Mengingat kalimat itu, nyatanya masih saja memberikan sensasi pedih yang sama di dada Asep seperti kali pertama pemuda itu mendengar pesan sang ibu. Benar kata orang, hanya orang tua dan rumahlah tempat yang tepat buat kembali kala seorang anak jatuh dan terpuruk. Sebab, hanya orang tualah yang bisa menerima anaknya dalam kondisi apa pun: baik susah maupun merana. Dan kini, meski sesungguhnya Asep berusaha menahan malu lantaran telah merasa gagal menjadi anak yang semestinya bisa membanggakan Abah Deden dan Mak Esih, pemuda itu tetap memaksakan diri untuk pulang. Titik ini adalah titik terendah bagi Asep. Jangankan membawa pulang uang untuk orang tuanya, dompet yang berisikan tanda pengenal milik Asep saja sudah habis dirampas empat laki-laki berandal siang tadi. Asep benar-benar tidak punya apa-apa sekarang. Hanya tas berisikan pakaian di pundaknyalah yang kini menjadi barang paling berharga miliknya. Bahkan untuk memberi tahu rencana kepulangannya melalui telepon umum saja Asep tak punya biaya.

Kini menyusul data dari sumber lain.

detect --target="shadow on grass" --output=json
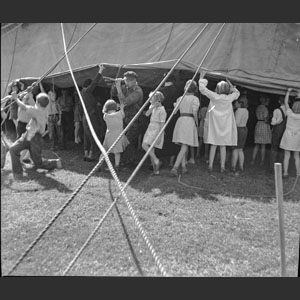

Sudah cukup jauh kaki Asep melangkah, hingga secara menakjubkan pemuda itu menemukan sebuah mobil pick up yang kebetulan melintas. Luar biasanya lagi, mobil yang membawa keluarga kecil—sepasang suami istri dengan dua orang anak yang masih balita—itu rupanya juga menuju ke arah yang akan melintasi kampungnya. Asep sungguh tak habis pikir amalan apa yang pernah ia perbuat hingga Tuhan sebegitu berbaik hati memberinya kemudahan. Maka, meski harus duduk di bak belakang dan berdesakan dengan barang-barang ungsian yang cukup banyak jumlahnya, Asep sudah lebih dari cukup untuk bisa bersyukur.
Lalu, di antara deru kendaraan yang terus melaju membelah jalanan itu, Asep hanya bisa mendongakkan kepalanya menatap langit yang gelap tanpa bintang. Barangkali saat ini semesta juga tengah berduka ketika tahu ibukota sedang tidak baik-baik saja, hingga ia saja enggan untuk bercahaya.